İnsan bedenindeki hücrelerin bağışıklık reaksiyonu verip, virüse karşı savunma yapabilmesi için gereken proteinlerin üretebilmesini sağlamak için, virüse ilişkin genetik bilgilerin hücrelere taşınmasına dayanan mRNA aşıları, biyoteknoloji alanında yaşanan atılımlara yalnızca bir örnektir. Genom üzerinde değişiklik yapabilme, DNA dizilimini düzenleme ve değiştirme imkanı sunan CRISPR teknolojisinin daha yaygın biçimde kullanılmasıyla, çeşitli kanser cinslerinden bugün şimdi tedavisi bulunmamış birçok ender hastalığın tedavisinde değerli ilerlemeler kaydedilebileceğine inanıyoruz. Hem dünyada hem ülkemizde biyoteknolojik ilaç pazarı süratle büyüyor. Kimyasal ilaçlarla tedavi edilemeyen hastalıklar artık biyoteknolojik ilaçlarla tedavi edilir hale geldi. Gerçekten bu eserlerin dünya ilaç pazarındaki hissesi yüzde 30’lara ulaşmış durumda.

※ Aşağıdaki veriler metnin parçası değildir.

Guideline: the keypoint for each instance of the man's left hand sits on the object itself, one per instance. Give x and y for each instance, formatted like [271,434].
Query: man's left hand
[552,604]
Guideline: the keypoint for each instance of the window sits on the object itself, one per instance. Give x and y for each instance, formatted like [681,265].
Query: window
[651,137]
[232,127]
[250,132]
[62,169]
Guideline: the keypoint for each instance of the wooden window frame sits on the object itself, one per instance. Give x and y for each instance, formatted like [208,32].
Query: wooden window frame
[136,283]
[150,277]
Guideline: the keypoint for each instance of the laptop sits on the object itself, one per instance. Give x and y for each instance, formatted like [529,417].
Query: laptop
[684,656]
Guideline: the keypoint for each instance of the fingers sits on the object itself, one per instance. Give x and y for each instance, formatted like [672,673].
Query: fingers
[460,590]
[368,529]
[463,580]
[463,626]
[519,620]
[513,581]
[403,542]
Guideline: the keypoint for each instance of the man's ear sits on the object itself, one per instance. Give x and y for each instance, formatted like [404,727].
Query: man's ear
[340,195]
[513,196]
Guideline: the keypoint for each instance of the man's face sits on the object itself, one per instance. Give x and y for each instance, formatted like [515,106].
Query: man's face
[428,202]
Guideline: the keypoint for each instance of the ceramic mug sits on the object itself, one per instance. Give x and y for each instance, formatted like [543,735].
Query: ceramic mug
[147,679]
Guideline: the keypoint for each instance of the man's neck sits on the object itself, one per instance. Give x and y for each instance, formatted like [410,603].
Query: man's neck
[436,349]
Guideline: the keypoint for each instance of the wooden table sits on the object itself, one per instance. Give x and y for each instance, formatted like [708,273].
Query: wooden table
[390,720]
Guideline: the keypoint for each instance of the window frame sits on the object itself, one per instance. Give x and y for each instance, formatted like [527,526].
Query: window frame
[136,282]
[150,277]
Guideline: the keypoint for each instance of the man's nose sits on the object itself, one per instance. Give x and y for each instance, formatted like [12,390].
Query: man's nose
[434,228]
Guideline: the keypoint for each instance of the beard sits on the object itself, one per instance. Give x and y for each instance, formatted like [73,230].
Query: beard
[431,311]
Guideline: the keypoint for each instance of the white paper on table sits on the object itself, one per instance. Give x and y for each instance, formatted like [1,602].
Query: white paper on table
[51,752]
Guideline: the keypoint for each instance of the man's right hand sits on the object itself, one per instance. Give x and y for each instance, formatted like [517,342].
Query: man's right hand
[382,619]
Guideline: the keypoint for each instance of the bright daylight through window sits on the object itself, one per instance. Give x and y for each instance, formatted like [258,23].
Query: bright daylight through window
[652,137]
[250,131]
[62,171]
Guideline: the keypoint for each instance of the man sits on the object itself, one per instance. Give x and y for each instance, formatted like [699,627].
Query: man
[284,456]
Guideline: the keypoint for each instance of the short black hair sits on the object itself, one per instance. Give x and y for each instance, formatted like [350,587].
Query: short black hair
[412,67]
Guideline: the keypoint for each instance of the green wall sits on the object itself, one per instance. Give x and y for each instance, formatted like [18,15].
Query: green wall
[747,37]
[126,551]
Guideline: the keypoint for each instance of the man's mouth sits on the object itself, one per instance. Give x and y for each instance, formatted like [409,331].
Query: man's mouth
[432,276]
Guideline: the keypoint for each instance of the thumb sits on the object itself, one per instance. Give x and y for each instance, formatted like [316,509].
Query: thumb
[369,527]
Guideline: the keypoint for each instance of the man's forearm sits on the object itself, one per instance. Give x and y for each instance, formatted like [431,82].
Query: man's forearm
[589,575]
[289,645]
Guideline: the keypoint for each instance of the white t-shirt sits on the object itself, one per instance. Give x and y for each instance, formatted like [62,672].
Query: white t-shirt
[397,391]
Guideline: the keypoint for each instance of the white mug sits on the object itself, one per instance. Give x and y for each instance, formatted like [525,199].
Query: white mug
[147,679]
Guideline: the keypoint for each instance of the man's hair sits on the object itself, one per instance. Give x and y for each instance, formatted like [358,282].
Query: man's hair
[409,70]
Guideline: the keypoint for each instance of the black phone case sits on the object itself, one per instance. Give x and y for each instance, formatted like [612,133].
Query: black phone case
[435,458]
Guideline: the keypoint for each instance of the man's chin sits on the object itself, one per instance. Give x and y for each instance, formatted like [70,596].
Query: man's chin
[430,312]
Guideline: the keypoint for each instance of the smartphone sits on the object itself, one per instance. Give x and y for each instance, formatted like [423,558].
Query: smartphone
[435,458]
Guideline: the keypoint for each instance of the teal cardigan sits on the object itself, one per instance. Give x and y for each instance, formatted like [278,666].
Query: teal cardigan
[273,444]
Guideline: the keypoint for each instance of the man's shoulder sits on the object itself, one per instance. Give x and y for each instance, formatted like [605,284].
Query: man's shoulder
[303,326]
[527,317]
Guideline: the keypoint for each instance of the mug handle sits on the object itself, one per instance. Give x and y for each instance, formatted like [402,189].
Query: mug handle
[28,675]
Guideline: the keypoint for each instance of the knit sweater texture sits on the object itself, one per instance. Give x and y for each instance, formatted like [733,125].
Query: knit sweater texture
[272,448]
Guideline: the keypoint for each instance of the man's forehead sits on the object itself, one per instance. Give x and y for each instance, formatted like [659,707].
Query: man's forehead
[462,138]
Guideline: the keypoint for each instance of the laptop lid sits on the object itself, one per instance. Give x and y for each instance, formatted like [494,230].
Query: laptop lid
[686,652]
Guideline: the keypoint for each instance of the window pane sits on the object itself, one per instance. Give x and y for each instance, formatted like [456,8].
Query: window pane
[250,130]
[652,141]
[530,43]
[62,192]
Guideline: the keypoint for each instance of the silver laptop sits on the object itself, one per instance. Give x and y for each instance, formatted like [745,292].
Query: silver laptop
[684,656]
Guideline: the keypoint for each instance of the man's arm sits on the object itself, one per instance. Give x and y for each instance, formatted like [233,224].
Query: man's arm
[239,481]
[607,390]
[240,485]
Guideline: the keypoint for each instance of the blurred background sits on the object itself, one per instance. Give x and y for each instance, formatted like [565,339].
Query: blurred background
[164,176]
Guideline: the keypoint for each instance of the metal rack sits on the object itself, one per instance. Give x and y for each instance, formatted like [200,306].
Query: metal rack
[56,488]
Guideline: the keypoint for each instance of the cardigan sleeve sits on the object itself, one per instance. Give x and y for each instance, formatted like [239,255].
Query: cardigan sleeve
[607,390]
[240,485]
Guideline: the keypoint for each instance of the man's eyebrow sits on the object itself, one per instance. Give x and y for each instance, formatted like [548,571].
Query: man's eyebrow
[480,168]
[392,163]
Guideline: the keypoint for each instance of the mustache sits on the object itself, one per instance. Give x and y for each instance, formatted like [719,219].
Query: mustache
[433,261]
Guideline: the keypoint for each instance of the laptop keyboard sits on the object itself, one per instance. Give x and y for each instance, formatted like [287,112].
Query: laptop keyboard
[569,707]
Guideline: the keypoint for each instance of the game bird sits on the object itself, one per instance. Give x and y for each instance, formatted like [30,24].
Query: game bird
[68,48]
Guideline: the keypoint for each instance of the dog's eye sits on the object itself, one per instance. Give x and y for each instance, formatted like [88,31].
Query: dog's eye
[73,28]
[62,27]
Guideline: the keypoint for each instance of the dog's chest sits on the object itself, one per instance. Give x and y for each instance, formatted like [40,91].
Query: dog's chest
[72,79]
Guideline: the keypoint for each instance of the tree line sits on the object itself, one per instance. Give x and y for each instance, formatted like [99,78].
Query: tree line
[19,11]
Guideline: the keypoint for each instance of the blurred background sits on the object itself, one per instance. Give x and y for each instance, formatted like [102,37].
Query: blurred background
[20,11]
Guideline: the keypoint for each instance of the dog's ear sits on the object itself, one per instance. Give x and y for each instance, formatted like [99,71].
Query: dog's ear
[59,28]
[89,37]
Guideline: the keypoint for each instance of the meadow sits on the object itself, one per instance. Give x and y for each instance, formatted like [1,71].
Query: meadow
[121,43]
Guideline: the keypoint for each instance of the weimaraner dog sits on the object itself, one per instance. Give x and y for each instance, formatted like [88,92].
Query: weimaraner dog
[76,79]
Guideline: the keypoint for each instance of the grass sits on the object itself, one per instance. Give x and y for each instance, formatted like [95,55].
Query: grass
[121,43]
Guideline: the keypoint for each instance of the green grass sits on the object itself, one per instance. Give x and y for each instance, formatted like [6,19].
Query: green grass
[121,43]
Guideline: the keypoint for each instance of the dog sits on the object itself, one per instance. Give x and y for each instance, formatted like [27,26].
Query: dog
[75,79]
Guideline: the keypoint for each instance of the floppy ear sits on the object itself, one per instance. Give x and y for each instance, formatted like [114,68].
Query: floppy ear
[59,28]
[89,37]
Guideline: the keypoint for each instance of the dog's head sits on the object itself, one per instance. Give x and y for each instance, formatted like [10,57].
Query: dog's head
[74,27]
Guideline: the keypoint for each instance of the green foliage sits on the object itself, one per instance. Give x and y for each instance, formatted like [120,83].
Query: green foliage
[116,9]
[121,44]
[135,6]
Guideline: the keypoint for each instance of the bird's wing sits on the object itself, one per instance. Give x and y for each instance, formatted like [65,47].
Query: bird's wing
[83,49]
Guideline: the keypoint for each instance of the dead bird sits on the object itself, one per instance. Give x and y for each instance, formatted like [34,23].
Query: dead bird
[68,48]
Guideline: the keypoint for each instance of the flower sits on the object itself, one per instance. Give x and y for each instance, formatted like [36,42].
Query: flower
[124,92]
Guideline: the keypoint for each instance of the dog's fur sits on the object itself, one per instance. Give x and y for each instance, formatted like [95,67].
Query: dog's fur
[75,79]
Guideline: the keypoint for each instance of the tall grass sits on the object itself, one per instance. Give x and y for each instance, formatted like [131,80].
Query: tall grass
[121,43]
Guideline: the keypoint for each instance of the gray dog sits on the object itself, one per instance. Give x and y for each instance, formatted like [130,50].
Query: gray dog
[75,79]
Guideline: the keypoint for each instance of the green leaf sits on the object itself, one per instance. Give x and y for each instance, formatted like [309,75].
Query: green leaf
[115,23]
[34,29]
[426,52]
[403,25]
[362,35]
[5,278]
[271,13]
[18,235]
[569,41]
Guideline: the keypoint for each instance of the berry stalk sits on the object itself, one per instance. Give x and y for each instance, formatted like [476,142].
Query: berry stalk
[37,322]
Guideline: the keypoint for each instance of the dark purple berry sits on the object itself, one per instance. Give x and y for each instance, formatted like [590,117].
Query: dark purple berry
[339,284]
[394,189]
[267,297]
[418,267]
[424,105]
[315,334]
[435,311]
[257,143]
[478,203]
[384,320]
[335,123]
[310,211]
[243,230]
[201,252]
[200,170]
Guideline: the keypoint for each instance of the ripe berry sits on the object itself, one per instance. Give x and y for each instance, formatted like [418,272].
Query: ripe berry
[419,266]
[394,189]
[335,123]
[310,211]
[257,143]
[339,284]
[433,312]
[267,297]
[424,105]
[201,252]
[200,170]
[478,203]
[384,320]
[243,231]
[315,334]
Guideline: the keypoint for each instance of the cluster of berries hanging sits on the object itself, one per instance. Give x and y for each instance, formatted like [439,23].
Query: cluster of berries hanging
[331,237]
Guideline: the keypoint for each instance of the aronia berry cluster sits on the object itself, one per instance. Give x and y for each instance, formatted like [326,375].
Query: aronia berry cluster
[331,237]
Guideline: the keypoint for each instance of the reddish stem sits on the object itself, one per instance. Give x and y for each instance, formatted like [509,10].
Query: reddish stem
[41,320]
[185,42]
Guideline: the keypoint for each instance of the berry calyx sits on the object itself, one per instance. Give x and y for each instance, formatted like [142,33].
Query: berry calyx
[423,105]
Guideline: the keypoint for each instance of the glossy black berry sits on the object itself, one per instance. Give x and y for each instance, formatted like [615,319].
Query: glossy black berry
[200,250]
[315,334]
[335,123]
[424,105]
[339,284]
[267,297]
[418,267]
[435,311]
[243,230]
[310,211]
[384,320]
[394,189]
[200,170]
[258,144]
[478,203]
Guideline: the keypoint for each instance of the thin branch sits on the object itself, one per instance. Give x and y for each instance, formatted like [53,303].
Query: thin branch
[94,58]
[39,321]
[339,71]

Türkiye biyoteknolojik ilaç pazarının hissesi 2020 yılında yüzde 25 düzeyine ulaştı. Firmalarımız biyoteknoloji alanına önemli yatırımlar yapıyor. Bu eserleri üretebilmek için ağır halde teknoloji transferi, know-how ve insan kaynağı yatırımı yapıyoruz. Dünyanın önde gelen biyoteknoloji firmaları ile stratejik iştirakler kuruyoruz. 2020 yılında Türkiye’de 23.6 milyar TL’ye satılan ithal ilacın 8.1 milyar TL’lik kısmı biyoteknolojik ilaçlardır. Biyoteknolojik ilaçların tamamına yakınını ithal ediyoruz. Bu model ülkemiz için sürdürülebilir değildir. Biyoteknolojik ilaçları ülkemizde üretmemiz, ithalatımızı azaltacağı üzere ihracatımızı da artıracak ve cari açık üzerinde çift istikametli olumlu tesir yaratacaktır. Üstelik katma kıymeti çok daha yüksek olan bu eserlerin ihracatıyla ülkemizin katma pahalı ihracat gayesine de büyük katkı sağlamış olacağız. Ortalama kilo bedeli 1.4 dolar olan ülkemiz ihracatına, kilo ihraç kıymeti 1000 doların üzerinde olan biyoteknolojik eserleri eklemek en büyük dileğimiz.